Ernest Henderson kept his Beretta on Brock. He turned his head to look at the man who said he was police. He was blond, and a vein was standing out on his neck. Henderson waited to hear something, anything, from Benjamin. But Ray Benjamin did not tell him what to do.

 

“Drop your guns!”

 

Brock looked at the back of Henderson’s neck. He studied the point where his neck met his shoulders. And he thought, That is where I will bury my pick. Directly into that boy’s spine. They’ll talk about me forever and say my name and what I did. How I went up against two guns with a tool made to cut ice. Me, Romeo Brock.

 

Brock pulled the ice pick where it was taped at his calf. As he expected, the action pulled the cork off the tip as it came free. He stood with the ice pick in hand, raised it, and stepped toward Henderson.

 

“Behind you, Nesto,” said Benjamin in an even way.

 

Henderson turned and shot Romeo Brock in the center of his chest. The gun jumped in Henderson’s hand as he shot him again. Brock went back over the chair. His arms pinwheeled through crimson mist as he fell.

 

Dunne squeezed off two rounds in the direction of Benjamin. The first slug went through Benjamin’s shoulder and blew a fist-sized hole out of his back. The second, high from the recoil, nicked his carotid artery as it tunneled through his neck.

 

Benjamin fired his .44 through a cloud of smoke and arterial spray at the outline of the man who’d claimed he was police.
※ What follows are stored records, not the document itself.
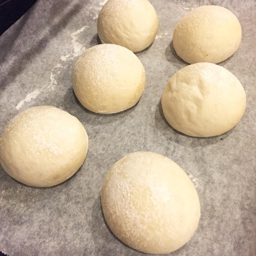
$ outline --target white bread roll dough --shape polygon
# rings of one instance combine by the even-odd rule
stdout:
[[[177,54],[189,63],[217,63],[236,52],[241,37],[240,23],[231,12],[208,5],[196,8],[180,20],[173,42]]]
[[[238,80],[224,68],[201,62],[182,68],[170,79],[162,98],[164,114],[176,130],[190,136],[219,135],[234,127],[245,108]]]
[[[99,14],[98,34],[102,43],[140,52],[157,34],[156,11],[147,0],[108,0]]]
[[[106,222],[127,245],[150,254],[177,250],[191,238],[200,217],[193,182],[168,158],[130,154],[108,171],[101,192]]]
[[[74,116],[42,106],[15,116],[0,137],[0,162],[14,179],[29,186],[49,187],[73,175],[87,152],[88,138]]]
[[[119,45],[99,44],[87,49],[75,64],[73,88],[87,109],[116,113],[134,106],[146,84],[146,74],[135,54]]]

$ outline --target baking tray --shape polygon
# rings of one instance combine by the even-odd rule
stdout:
[[[147,82],[138,103],[114,114],[94,114],[76,98],[71,75],[86,48],[99,43],[101,0],[38,0],[0,36],[0,132],[20,112],[52,105],[75,116],[89,137],[85,161],[68,180],[50,188],[15,180],[0,167],[0,250],[10,256],[144,255],[122,243],[104,220],[100,194],[110,167],[125,155],[156,152],[179,164],[194,182],[201,217],[194,235],[172,255],[256,255],[256,19],[255,1],[151,0],[159,29],[136,54]],[[169,78],[187,65],[176,55],[172,34],[178,20],[197,6],[226,7],[239,20],[237,52],[219,63],[243,85],[244,116],[220,136],[180,134],[163,116],[160,98]]]

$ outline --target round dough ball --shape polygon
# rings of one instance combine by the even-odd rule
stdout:
[[[104,44],[87,49],[75,64],[73,88],[82,105],[101,114],[122,111],[134,106],[146,84],[142,63],[130,50]]]
[[[0,137],[0,162],[21,182],[50,187],[77,171],[88,148],[86,132],[76,117],[55,107],[38,106],[6,126]]]
[[[163,93],[164,114],[176,130],[190,136],[219,135],[243,115],[246,96],[238,80],[224,68],[201,62],[182,68]]]
[[[240,23],[231,12],[207,5],[190,11],[180,20],[173,42],[177,54],[189,63],[218,63],[234,53],[241,37]]]
[[[156,11],[147,0],[108,0],[98,19],[102,43],[140,52],[154,41],[158,28]]]
[[[152,152],[118,161],[107,174],[101,198],[114,234],[146,253],[168,253],[183,246],[200,217],[193,182],[174,162]]]

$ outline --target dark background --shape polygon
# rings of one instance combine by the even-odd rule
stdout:
[[[18,20],[36,1],[36,0],[0,0],[0,35]]]

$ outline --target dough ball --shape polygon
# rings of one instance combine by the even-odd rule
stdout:
[[[151,44],[158,22],[147,0],[108,0],[100,12],[97,28],[102,43],[119,44],[135,52]]]
[[[164,116],[174,129],[190,136],[219,135],[241,119],[246,96],[238,79],[212,63],[187,66],[175,74],[162,98]]]
[[[96,45],[78,58],[73,88],[81,103],[101,114],[120,112],[134,106],[146,84],[142,63],[128,49],[116,44]]]
[[[42,106],[15,116],[0,137],[0,162],[12,178],[29,186],[62,182],[82,165],[88,137],[74,116]]]
[[[146,253],[177,250],[193,236],[200,217],[198,196],[186,173],[152,152],[129,154],[112,166],[101,204],[114,234]]]
[[[241,37],[240,23],[231,12],[206,5],[190,11],[180,20],[173,42],[177,54],[189,63],[218,63],[234,53]]]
He dropped, shooting again as he fell and hit the floor. He saw the man stumble against the wall as if thrown. Benjamin closed his eyes.

 

Grady Dunne staggered toward the door. He looked back at the Number One Male with the baseball cap, standing in the center of the room, still armed. The young man was shaking his head as if he could shake away what had happened.

 

Dunne tried to raise his weapon. His hand cramped open, and he dropped the .45. He said “God” and held his hand to his stomach, which was wet with blood now pulsing through his fingers. The pain was extreme, and he went through the door and tripped off the porch. There was air beneath him. He touched ground and spun as if he were dancing or drunk and lost his feet and landed on his back in the gravel road.

 

He looked up at the branches of a tulip poplar and beyond them the stars. He said, “Officer down.” It was a whisper so faint that he could not hear the words himself. He tasted blood in his mouth. He swallowed the blood and breathed rapidly, and his eyes widened in fright. Into his field of vision came the Number One Male. He stood over Dunne and pointed his gun at his chest. There were tears streaming down the young man’s face.

 

“Nine-one-one,” said Dunne. He felt hot blood spill out of his mouth and pour down his chin.

 

The young man lowered his gun. He slipped it barrel-down behind the belt line of his jeans and pulled his shirt over the butt.

 

Dunne heard the boy’s footsteps on the gravel. And then the sound of him running down the road.

 

Dunne listened to the crickets and stared up at the branches and the stars. I cannot die, he thought. But soon the sensations of sound and sight faded to nothing, and Grady Dunne joined Raymond Benjamin and Romeo Brock in death.